Polish nun and supercentenarian

Sister Cecylia Roszak (born Maria Roszak; 25 March 1908 – 16 November 2018) was a Polish nun, Dominican sister, Righteous Among the Nations, and supercentenarian.

==Biography==
Sister Cecylia was born on 25 March 1908 as Maria Roszak in the town of Kiełczewo, German Empire, now in Kościan County, Greater Poland Voivodeship, Poland. Roszak graduated from the State Trade and Industrial School of Women in Poznań. At age 21, she joined the convent of Dominican cloisters in Kraków, Church of Mary of Snow in Kraków. On 7 February 1931 she made her first religious vows, taking the name of Cecylia, and she took her final vows in 1934. In 1938, she went to Vilnius to establish a new monastery with a group of Dominicans in Kolonia Wileńska. The sisters worked on a 5 ha farm, away from the city. They lived in a wooden house with a small chapel.

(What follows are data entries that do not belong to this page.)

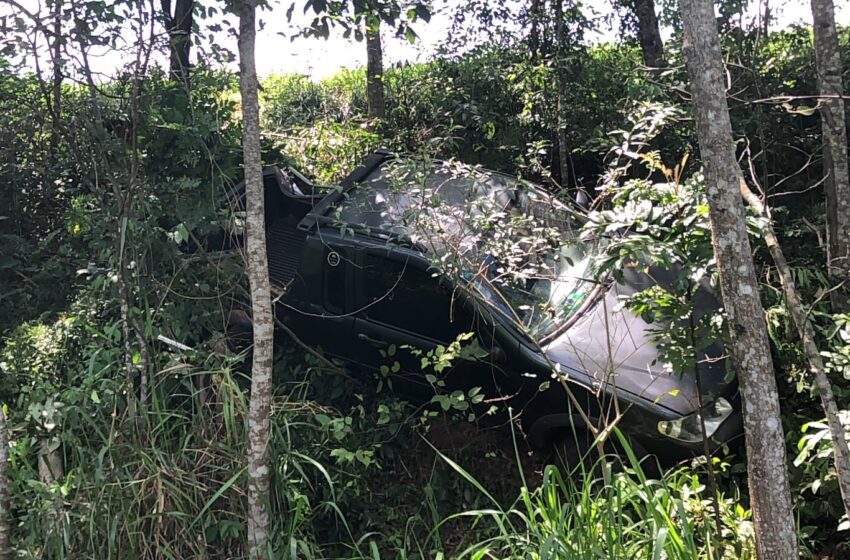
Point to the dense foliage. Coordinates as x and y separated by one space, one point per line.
356 471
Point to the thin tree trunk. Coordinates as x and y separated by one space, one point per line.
534 30
258 276
5 534
649 34
374 73
767 468
837 185
179 27
57 78
807 335
561 120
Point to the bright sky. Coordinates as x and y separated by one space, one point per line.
319 58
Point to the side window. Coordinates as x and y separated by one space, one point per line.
412 299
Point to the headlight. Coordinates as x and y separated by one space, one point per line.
689 428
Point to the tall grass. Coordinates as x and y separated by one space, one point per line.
574 515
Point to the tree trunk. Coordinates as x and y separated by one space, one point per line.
560 79
57 79
5 536
649 34
837 185
807 335
258 275
179 27
767 468
534 30
374 73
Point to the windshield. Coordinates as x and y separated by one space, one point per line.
514 244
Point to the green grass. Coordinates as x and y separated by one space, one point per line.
574 515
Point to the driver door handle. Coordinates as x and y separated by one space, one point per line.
373 341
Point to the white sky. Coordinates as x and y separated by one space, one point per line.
320 58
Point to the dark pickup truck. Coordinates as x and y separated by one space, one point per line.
411 254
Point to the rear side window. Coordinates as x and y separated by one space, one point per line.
400 295
335 280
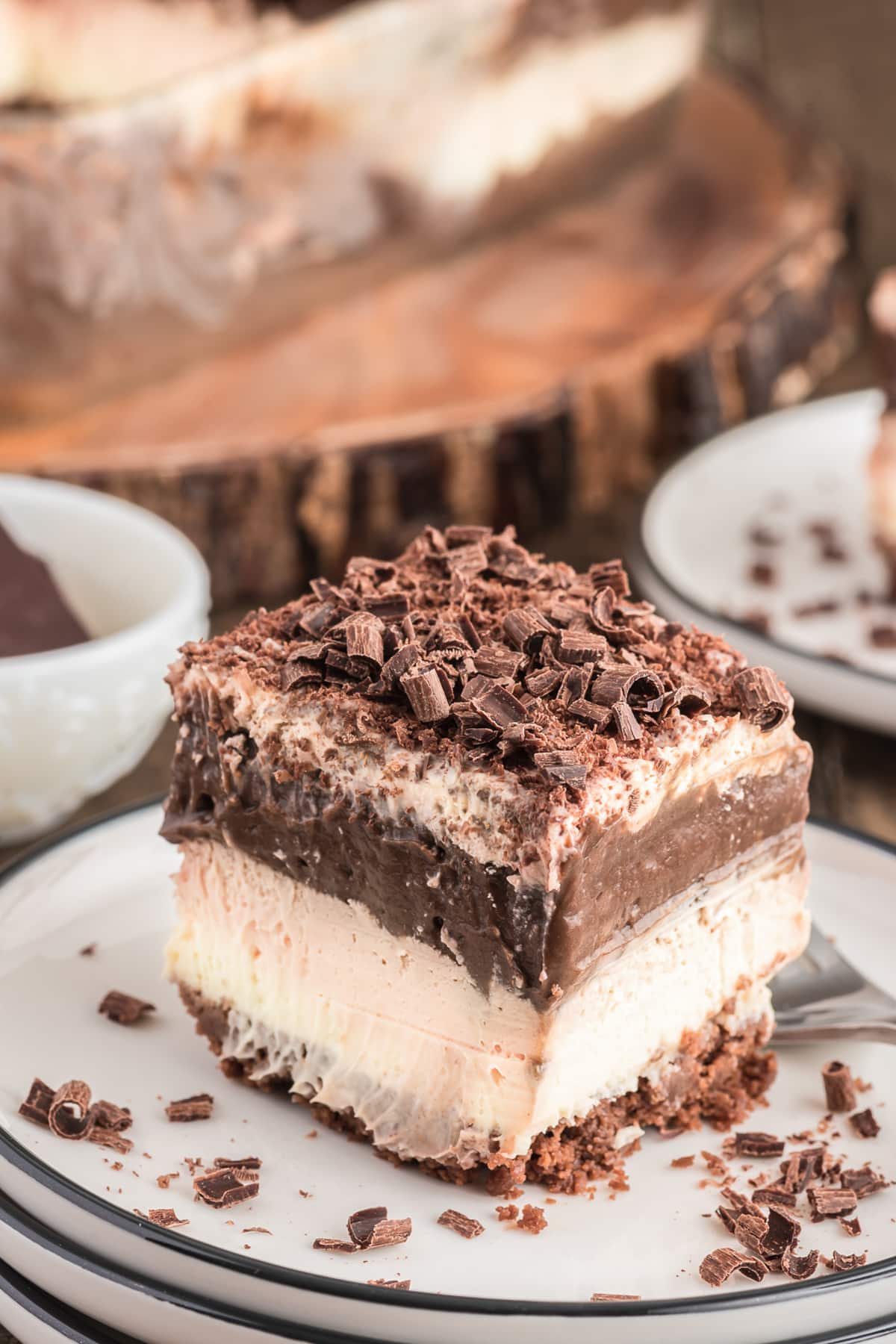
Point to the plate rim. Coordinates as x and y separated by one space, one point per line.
37 1233
67 1189
644 554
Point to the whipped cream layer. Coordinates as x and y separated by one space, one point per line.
430 1065
489 815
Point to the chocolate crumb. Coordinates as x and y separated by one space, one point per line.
798 1266
755 1145
532 1219
864 1124
824 606
762 573
334 1243
390 1231
223 1189
467 1228
361 1225
124 1008
839 1263
840 1093
37 1104
830 1203
190 1109
166 1218
862 1180
718 1266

During the World War II occupation in Vilnius, with other nuns, she helped many refugees. The nuns also sheltered fifteen Jewish refugees from the Vilna Ghetto from the youth scouting group Hashomer Hatzair including Abba Kovner, Izrael Chaim Wilner, Haika Grossman, Elye Boraks, Chuma Godot, and Izrael Nagel. The nuns' monastery became a base of the local Jewish resistance, where the Jewish resistance organization Fareynikte Partizaner Organizatsye was formed. In 1943, the Germans arrested the mother superior and closed the monastery, but the nuns, though deprived of their main base, continued their activities. In 1944, Sister Cecylia became a prioress. That year she also took in two children whose parents were murdered during the war. After the war, due to the borders' change and the loss of Vilnius by Poland, she returned to Kraków.

She had many functions in the Dominican convent in Kraków. She was a porter, organist, and cantor—she taught and initiated choral singing. She was also a prioress of the monastery several times. She learned foreign languages and took care of the monastery correspondence. In recognition of her merits, she was awarded the title of "Righteous Among the Nations" in March 1984, at age 76. On 25 March 2018 she celebrated her 110th birthday, and was called "the oldest living Cracovian" (inhabitant of the city of Kraków).

Maria Roszak died in Kraków on 16 November 2018.